Nous pouvons trouver écho à notre travail dans celui de Marie-Jo Menozzi [Menozzi 2007] qui s’est intéressée à la perception des mauvaises herbes en ville. Les critères attendus dans les espaces urbains sont l’ordre et la propreté alors que les plantes spontanées font référence au désordre et à la saleté, qui sont renvoyés au sauvage et à la campagne, par opposition à la ville dans l’esprit des citadins. Les termes utilisés par les citadins sont les mêmes que ceux des agriculteurs pour parler des mauvaises herbes : sale et négligé. Il est intéressant de noter cette ressemblance, qui vient peut-être du fait que la route est un élément urbain dans la campagne et subit les mêmes normes sociales que la ville : elle doit être propre et bien en ordre. Une autre hypothèse est que les agriculteurs n’associent pas la campagne au sauvage.
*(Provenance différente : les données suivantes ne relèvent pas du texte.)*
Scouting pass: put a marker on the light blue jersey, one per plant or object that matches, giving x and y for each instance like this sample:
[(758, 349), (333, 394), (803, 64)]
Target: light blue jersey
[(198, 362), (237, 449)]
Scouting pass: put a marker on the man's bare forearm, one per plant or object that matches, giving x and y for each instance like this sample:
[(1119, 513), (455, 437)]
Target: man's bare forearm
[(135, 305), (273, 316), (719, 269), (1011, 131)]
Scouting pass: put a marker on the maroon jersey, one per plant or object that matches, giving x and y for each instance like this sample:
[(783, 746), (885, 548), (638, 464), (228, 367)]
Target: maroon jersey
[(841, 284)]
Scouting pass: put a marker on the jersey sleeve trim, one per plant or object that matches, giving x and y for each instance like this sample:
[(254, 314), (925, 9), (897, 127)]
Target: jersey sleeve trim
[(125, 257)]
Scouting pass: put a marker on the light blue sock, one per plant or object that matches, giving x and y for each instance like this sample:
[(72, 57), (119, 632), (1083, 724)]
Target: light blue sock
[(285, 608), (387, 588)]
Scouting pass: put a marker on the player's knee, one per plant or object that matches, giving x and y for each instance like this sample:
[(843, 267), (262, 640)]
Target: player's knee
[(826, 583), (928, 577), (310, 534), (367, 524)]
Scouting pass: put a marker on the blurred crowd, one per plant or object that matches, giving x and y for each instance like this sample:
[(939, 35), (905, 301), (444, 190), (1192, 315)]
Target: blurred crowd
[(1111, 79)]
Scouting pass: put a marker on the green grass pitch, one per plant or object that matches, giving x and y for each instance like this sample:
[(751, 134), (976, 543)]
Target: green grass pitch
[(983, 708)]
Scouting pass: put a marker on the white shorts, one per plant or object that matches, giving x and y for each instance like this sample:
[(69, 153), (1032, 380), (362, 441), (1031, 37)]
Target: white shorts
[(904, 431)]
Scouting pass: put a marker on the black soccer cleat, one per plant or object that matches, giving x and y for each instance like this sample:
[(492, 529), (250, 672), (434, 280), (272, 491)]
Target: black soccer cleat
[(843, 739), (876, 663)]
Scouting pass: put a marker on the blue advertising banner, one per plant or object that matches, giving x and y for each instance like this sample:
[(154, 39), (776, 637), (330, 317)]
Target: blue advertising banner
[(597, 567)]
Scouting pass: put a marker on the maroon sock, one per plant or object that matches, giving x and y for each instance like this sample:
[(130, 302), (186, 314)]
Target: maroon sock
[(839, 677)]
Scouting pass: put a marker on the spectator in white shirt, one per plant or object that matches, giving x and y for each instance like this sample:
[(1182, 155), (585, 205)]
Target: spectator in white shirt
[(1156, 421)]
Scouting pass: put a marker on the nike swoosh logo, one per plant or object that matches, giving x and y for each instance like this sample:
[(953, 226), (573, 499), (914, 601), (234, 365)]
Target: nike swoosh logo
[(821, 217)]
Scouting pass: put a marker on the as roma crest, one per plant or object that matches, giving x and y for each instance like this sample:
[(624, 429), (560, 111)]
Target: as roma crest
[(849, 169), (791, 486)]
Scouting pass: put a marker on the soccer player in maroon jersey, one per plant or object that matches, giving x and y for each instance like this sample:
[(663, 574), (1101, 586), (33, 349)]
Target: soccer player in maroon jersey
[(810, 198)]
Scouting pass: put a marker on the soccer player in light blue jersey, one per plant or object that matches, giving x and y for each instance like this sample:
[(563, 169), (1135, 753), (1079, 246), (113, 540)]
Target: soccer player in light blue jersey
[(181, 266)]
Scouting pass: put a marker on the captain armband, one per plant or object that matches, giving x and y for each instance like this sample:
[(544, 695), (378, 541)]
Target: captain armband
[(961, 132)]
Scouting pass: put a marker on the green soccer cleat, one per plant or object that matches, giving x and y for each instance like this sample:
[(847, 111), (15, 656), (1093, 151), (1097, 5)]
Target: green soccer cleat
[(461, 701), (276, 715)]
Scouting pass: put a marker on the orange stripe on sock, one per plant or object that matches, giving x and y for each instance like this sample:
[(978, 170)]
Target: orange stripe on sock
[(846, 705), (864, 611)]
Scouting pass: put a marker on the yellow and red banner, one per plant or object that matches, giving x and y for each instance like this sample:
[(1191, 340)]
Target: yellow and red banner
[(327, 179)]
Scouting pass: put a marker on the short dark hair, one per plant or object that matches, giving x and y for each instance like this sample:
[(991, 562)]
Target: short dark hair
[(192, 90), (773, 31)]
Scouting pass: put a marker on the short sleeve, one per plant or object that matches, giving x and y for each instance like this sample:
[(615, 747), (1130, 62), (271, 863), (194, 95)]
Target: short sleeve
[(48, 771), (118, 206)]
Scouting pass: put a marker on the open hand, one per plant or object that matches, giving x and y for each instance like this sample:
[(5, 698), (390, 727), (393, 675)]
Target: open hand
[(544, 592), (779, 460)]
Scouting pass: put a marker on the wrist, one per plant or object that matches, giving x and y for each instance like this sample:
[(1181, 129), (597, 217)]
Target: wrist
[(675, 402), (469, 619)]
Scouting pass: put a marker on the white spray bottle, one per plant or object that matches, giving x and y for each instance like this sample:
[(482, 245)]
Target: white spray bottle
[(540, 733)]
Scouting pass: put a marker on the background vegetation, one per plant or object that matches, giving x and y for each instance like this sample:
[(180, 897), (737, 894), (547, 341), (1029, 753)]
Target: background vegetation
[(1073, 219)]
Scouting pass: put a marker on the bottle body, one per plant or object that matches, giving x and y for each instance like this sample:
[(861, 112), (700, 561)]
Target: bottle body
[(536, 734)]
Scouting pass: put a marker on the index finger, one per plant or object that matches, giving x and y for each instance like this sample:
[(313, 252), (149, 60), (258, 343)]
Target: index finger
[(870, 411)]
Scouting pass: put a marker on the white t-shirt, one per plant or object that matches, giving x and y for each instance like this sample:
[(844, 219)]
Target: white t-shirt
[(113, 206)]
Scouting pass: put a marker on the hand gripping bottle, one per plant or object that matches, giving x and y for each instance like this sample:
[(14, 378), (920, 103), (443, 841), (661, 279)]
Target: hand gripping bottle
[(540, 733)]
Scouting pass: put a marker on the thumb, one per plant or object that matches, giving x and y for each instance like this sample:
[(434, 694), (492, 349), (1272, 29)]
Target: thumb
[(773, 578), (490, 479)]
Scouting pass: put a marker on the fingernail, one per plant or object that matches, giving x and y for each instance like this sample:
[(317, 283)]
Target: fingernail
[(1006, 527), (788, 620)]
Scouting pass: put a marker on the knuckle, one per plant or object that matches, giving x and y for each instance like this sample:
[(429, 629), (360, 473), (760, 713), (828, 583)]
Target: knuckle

La campagne est le support de travail des agriculteurs et en même temps, le paysage résulte de leur action. S’ils ressentent le besoin de montrer un travail bien fait au reste de la société, les bordures de route (premier élément du paysage vu par les usagers de la route) est un espace clé qui doit être propre et entretenu.
Pour moi, c’est ici le point sur lequel il me semble le plus important de travailler, celui sur lequel il y a le plus de marge de manœuvre ; d’autant qu’il permet d’expliquer pourquoi il y a autant de broyages et de "destruction de la nature" dans des zones urbaines ou péri-urbaines où les plantes sauvages n’ennuient pas les agriculteurs dans leur travail.
Une autre remarque : l'auteur de l'étude mentionne que certains agriculteurs interrogés sont en TCS (réduction du travail du sol) ; mais on ne sait pas ce qu'ils pratiquent en matière de couverts hivernaux. Ce document date de 2014 ; et il est possible qu'aujourd'hui, certains de ces agriculteurs aient évolué vers l'agriculture de conservation ; ce qui peut impliquer une meilleure conscience du rôle positif de la biodiversité pour leur activité.
Le technique du semis sous couvert peut constituer une autre manière de contrôler les annuelles sauvages, sans herbicide supplementaire.